The supply reel of tape is tightly wound to form a dense mass of tape. It takes considerably longer for heat to affect this reel of tape than it does to damage any exposed length of tape. With DAT and AIT this means that the tape between the supply and take up reels will probably be damaged even though the bulk of the tape is not, this is especially true where the media contacts any part of the cartridge casing where it is likely to become affixed. DLT and LTO are less exposed in this respect as all of the recorded tape is wound and only a short length of the tape leader is exposed.

There are small metal components within all tapes and these tend to heat up quickly and any tape in the vicinity will be impacted more quickly than elsewhere. Also, the supply reel tape will become heated and expand which can cause some physical damage.

By far the biggest problem from a data recovery perspective is where there is enough heat as to cause the edges of the tape to fuse together. this can happen at a few points along the tape with the result that if the tape is run through a drive when it reaches a point where adjacent layers are stuck together the tape will tear.

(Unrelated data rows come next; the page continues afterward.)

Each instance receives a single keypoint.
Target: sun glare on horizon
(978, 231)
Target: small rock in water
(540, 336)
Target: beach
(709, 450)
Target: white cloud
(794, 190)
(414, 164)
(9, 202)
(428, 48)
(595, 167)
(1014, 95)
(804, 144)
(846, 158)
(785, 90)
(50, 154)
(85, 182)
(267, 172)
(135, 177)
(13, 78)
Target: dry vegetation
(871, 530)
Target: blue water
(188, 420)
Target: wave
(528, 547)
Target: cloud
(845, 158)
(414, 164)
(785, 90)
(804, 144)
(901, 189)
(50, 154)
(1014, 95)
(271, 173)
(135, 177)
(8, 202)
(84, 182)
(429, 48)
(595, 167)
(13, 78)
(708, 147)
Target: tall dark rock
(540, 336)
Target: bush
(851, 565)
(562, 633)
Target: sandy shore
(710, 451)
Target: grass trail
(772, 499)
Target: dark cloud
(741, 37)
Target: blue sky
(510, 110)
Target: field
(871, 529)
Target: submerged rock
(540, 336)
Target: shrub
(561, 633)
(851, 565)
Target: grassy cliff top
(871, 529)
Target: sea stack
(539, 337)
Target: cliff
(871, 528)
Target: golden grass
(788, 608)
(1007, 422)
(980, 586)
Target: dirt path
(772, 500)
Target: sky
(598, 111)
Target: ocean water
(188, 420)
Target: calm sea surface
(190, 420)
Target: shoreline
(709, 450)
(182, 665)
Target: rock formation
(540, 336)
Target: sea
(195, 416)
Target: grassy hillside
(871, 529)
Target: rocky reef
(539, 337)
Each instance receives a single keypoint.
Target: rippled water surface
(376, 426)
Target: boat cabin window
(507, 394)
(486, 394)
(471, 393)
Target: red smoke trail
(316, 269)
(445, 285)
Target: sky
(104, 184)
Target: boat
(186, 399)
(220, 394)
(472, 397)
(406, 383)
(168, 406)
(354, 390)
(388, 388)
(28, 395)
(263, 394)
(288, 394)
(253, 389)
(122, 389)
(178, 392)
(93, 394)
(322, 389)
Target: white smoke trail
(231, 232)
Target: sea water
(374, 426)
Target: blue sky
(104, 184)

Things are not always as dire as they look. If the tape is professionally re-cased having been properly tested for mechanical performance (i.e. it has been ascertained that it won't self-destruct during operation) then the chances of a successful data recovery are high.

Where there has been smoke damage then the situation is similar to that with water damage.

Re-casing in to a clean casing is essential, and the contaminated areas of the tape must be cleaned to remove the contamination. Smoke will not have worked inside the tightly wound tape, but could have settled on the edges of the tape so these need to be treated as well.

Data Recovery and Physically Damaged Tapes

As with Fire and Flood damage, if a tape case is damaged then proper preparatory work is required before any attempt is made to recover data. With AIT and DAT (and other cassette type mechanisms) there is a spring loaded shutter that protects the exposed section of tape. The shutter opens and closes during the cassette load and unload operation. If the shutter or any of its composite parts becomeĀ  damaged then tape could easily become stuck in the drive.

Although it might appear that only the casing of the tape is damaged there is a good chance that there could have been damage to the tape itself. The media must be thoroughly checked to ensure that there is no damage, or to correct any damage that is found, before any attempt is made to insert the tape into a drive and read data. Failure to check the tape could result in the tape failing in use and losing your vital data forever.

In all cases of damage or contamination it is essential that the media is dealt with by experienced professionals who know what to look for and how to deal with it. Data Recovery is practicable in most circumstances but only if the media is handled correctly.